I have now been trying for some weeks and one renewal to properly get to grips with its 725 pages, including appendices, notes and index. Tried starting at the beginning and started well. Some interesting stuff on the perception and treatment of fools at the end of the middle ages in western Europe. But got bogged down. Upped sticks and tried dipping in at various other places through the 725 pages. Got bogged down again in clouds of what I take to be French style philisophising. Maybe not helped by being in translation, but my French is not good enough to read this sort of thing in the original. All rather a shame as I think there is good stuff inside the clouds. But life is too short. Michel has had his ration of my quality time.

And then, drawn by the word consciousness in the title, a subject in which I take an interest, I try to read a hefty review of a philosophy book, the review being by that philosophical eminence Jerry Fodor. Slightly irritated by his homely style, thinly scattered with slightly quaint slang. (Odd to be irritated as it is a style I try for myself). But he makes a lot of waves about two examples. First example is that we have two identical glasses full of what appears to be water. But one is full of water and one is full of something else altogether. Second example is that of a well camouflaged brown moth sitting on a brown tree trunk. I gaze intently at that bit of the tree trunk, not seeing the moth, at least in the sense that I am not aware of it. Fodor, and the book he is reviewing, manage to make an awful lot of this sort of thing. It seems that it bears hard on what we mean by a concept. But I think they are both barking up the wrong tree. Trying to tie down what a concept - like tree or number 2 - in abstract is not the way forward. What we should be trying to do is work out how the brain - which is only a fancy computer - does things. For example, what is the balance of information flow when I see a dog? Does the dog inform my concept of dog or does my prior concept of dog inform what I see? (An issue which, to be fair, gets a mention in the review). And it may well be that the concept we have of concept does not map at all cleanly onto the goings on brainside. But trying to find out is more worthy - at least more interesting as far as I am concerned - than the sort of speculations that push their buttons. Remain unconvinced that philosophy as presently practised is worth the shelf space. But presumably somebody has been so convinced so I rest content, if aside.

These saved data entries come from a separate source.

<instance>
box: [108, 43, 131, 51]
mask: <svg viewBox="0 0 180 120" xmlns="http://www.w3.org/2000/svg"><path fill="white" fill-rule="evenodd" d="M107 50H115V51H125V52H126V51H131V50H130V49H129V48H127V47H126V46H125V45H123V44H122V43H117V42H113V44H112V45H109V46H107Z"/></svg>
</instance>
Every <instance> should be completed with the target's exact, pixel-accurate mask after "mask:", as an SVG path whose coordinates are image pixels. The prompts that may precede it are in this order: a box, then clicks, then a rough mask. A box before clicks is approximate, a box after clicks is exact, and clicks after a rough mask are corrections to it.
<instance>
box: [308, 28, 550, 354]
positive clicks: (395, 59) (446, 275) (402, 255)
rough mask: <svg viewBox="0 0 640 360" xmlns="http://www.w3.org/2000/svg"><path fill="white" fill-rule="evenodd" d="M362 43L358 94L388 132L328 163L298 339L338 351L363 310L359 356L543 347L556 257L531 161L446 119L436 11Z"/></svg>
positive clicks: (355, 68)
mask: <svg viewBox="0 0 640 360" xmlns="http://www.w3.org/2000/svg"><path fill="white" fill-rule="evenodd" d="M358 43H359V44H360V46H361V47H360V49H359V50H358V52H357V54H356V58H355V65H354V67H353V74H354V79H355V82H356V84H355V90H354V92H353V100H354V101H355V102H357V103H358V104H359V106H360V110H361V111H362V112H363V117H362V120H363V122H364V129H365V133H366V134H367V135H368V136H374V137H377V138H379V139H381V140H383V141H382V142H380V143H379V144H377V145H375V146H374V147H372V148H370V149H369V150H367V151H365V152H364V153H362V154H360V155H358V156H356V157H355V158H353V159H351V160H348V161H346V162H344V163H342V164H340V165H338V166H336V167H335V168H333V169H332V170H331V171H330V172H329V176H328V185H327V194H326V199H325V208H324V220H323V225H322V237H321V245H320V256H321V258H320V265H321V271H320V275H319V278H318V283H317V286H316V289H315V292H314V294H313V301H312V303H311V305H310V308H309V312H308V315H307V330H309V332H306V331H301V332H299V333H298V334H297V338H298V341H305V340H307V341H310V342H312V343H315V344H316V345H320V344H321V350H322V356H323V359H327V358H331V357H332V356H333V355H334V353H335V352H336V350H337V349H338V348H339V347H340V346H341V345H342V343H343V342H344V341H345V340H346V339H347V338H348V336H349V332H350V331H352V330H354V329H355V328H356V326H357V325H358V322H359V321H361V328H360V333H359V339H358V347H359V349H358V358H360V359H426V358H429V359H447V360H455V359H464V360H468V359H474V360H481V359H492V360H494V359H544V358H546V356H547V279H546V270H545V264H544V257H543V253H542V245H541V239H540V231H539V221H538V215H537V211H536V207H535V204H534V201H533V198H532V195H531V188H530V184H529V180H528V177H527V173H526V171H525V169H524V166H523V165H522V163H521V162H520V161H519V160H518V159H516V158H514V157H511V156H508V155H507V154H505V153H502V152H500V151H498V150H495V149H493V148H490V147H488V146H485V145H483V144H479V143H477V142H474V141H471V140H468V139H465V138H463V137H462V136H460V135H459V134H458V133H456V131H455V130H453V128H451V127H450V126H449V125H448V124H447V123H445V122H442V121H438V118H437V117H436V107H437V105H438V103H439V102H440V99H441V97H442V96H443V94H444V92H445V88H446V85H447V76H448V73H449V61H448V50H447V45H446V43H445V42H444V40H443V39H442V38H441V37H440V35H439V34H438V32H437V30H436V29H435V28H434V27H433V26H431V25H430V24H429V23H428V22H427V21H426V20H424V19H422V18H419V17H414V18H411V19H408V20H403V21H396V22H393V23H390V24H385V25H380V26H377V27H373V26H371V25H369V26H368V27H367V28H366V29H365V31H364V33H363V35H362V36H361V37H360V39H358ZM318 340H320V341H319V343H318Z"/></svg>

Next puzzle comes from the world of marketing. I have been pondering about the use of tokens like 'old-fashioned', 'home made' and 'artificial' in advertising. All tokens which to my mind are bivalent; that is to say, depending on context, they might have a bad flavour or a good flavour. So if you say that the jam has been made according to an old-fashioned recipe you are puffing it. But if you say that the vacuum cleaner has been made according to an old-fashioned design you are probably panning it. Now one can usually assume that advertisements are more into puff than pan, but that is not good enough. If the word is to carry some positive weight, it is not enough to be able to work out that that is what the advertiser intended. The weight, the good association has to be there. So when advertisers use these words, how can they be sure? Do they do surveys and tests to check things out? Do they avoid such words?

PS I included artificial in the list as I am amused by its more or less entirely negative connotation. But I am sure that there was a time when to be made by art, rather than just landing on the dung heap from somewhere, was regarded as a good thing. So bivalency of a sort.

Worn down by all this, cleared the brain with a visit to the tip at Wandsworth, with their array of giant walk in bins, each about the size of a standard container. We had an empty one all to ourselves. Very satisfying way to dispose of a car load of mixed rubbish. Must have been room for 100 or more such loads in the thing. The attendants did not seem anything like as fussed about recycling as the ones in Surrey. Nor did we have to present any credentials.

One day I shall have to try and organise a visit to the giant waste transfer station next door. Giant red shed of complicated shape. It might involve the lorries full of rubbish driving up a great ramp to dump their stuff onto a gravity feed conveyor belt - rather in the way the cows have to walk up a great ramp at slaughterhouses so that their carcases can be gravity fed in the same way.